In diesem Jahr haben frostige Temperaturen und fehlende Niederschläge die Chia-Anbauregionen in Südamerika hart getroffen. Besonders extrem sollen die Verluste in Bolivien, Argentinien und Paraguay sein. Marktteilnehmer schätzen, dass hier etwa die Hälfte der Produktion verloren gegangen ist, teilweise mussten Farmer ihre komplette Ernte abschreiben. Zudem verschärft die Trockenheit die ohnehin schon schwierige Transportsituation. In für den Transport genutzten Inlandsflüssen ist der Wasserstand zu niedrig, weshalb sie nicht befahren werden konnten.

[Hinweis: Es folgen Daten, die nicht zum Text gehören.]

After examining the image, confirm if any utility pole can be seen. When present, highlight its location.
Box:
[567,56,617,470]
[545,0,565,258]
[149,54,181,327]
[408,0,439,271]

In einem normalen Jahr liege die Preise für Bio-Chia etwa bei 2,00-2,50 EUR/kg CIF EMP, vereinzelt gibt auch mal Angebote unter 2,00 EUR/kg. In diesem Jahr sorgten die Ernteverluste und der Anstieg der Transportkosten allerdings dafür, dass sich die Preise für Bio-Chia verdoppelt haben, aktuell liegen sie etwa 4,50-5,50 EUR/kg CIF EMP. Marktteilnehmer rechnen noch bis November mit weiteren Preisanpassungen.

Viele Lieferanten können ihre Kontrakte unter diesen Umständen nicht bedienen und berufen sich auf höhere Gewalt. Im Zuge dessen wurde – auch von offizieller Seite wie der Regierung in Paraguay – diskutiert, wie wichtig die Förderung von künstlichen Bewässerungssystemen sei, um wichtige Agrarrohstoffe in Zukunft besser versorgen zu können. 

Afrikas Ernten bringen nicht den nötigen Ausgleich

Die hohen Verluste in Ländern wie Paraguay können durch die noch ausstehenden Ernten in Afrika nicht ausgeglichen werden. Zwar wird in Ländern wie Uganda, die ideale Voraussetzungen für den Chia-Anbau bieten, seit geraumer Zeit gefördert, die dort produzierten Mengen sind allerdings noch zu niedrig, um die entstandene Lücke zu füllen. Zudem kommen diese Ernten erst im zwischen März und Mai kommenden Jahres auf den Markt. Marktteilnehmern gehen daher davon aus, dass sich die Preise für Bio-Chia erst im Sommer 2022 etwas normalisieren werden, wenn die in Südamerika stattfindenden Ernten absehbar und in gutem Zustand sind. Wetterexperten zufolge war Frost schon immer eines der größten Wetterrisken für den Chia-Anbau.